Enjoy yourself, God seemed to say. I’ve got this and I’ve got you and I love you and this will be fun. We’re going to have fun together doing this.
And later that day, after our own private church service at Christy and Jason’s dining table because church had been cancelled due to ice and snow, I shoveled snow. And it was fun. The sun came out. Forty degrees felt warm and I shoveled snow with Jason until Christy said, “Don’t wear yourself out, girl!”
And the next day I flew home. And for a change my seatmate didn’t talk the whole time. In fact, she slept the whole time. She was a professional plane sleeper.

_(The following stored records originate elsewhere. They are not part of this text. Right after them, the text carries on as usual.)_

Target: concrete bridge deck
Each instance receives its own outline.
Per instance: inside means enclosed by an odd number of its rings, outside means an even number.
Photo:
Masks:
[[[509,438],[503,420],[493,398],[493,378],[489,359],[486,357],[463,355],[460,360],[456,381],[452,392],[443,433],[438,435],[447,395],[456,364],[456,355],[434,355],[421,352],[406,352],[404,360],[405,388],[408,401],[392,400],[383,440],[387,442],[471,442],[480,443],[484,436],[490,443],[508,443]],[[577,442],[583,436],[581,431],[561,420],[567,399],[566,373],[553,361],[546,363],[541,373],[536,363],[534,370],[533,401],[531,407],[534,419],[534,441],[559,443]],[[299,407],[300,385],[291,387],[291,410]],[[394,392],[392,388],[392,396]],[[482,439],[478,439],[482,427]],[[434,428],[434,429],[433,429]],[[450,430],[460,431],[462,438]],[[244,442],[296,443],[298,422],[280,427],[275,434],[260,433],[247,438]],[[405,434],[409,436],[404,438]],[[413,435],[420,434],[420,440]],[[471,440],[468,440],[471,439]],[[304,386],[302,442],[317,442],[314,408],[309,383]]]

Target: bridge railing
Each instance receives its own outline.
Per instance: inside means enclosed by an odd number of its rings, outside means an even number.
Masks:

Nobody sat in the middle seat between us, and when she realized our seats didn’t recline because the emergency exit row was behind us, she said, “You can lie down and sleep on the middle seat. I have my neck pillow so I’ll be fine.”
And I thought, I’m a grown woman, a middle-aged woman, there is no way I’m lying down on the middle seat like a kid. But an hour later I found myself rolling up my sweater for a pillow, and crashing on the middle seat because I couldn’t look more ridiculous then my darling seatmate. I couldn’t help myself. I had to sneak a picture of her to share with you because her frog mask killed me. She wore it and slept for nearly six hours on that plane.
I kid you not, I don’t think anything has ever impressed me so much, that young woman sleeping in her frog mask, and another miracle happened. I fell asleep on a plane. Something I thought impossible for me. I’ve flown back and forth to Germany half a dozen times in my life, 13 hour flights, and I’ve never been able to sleep while flying.
So there it is. My trip in a nut shell. In a frog mask.
If God makes me do something like this again, I’m getting a frog mask. Maybe I can speak in a frog mask. That way I won’t see anybody, and they won’t see me crying, and hopefully Christy can be there to wipe my nose and fix my mascara and take me four-wheeling through a winter wonderland. To a place called:The Lost Dog where the pizza is perhaps the best I’ve ever eaten and the kids all look like that little boy from The Christmas Story.
What a trip!
And can you believe people mow their snow?! I’ve never seen anything like it in my life.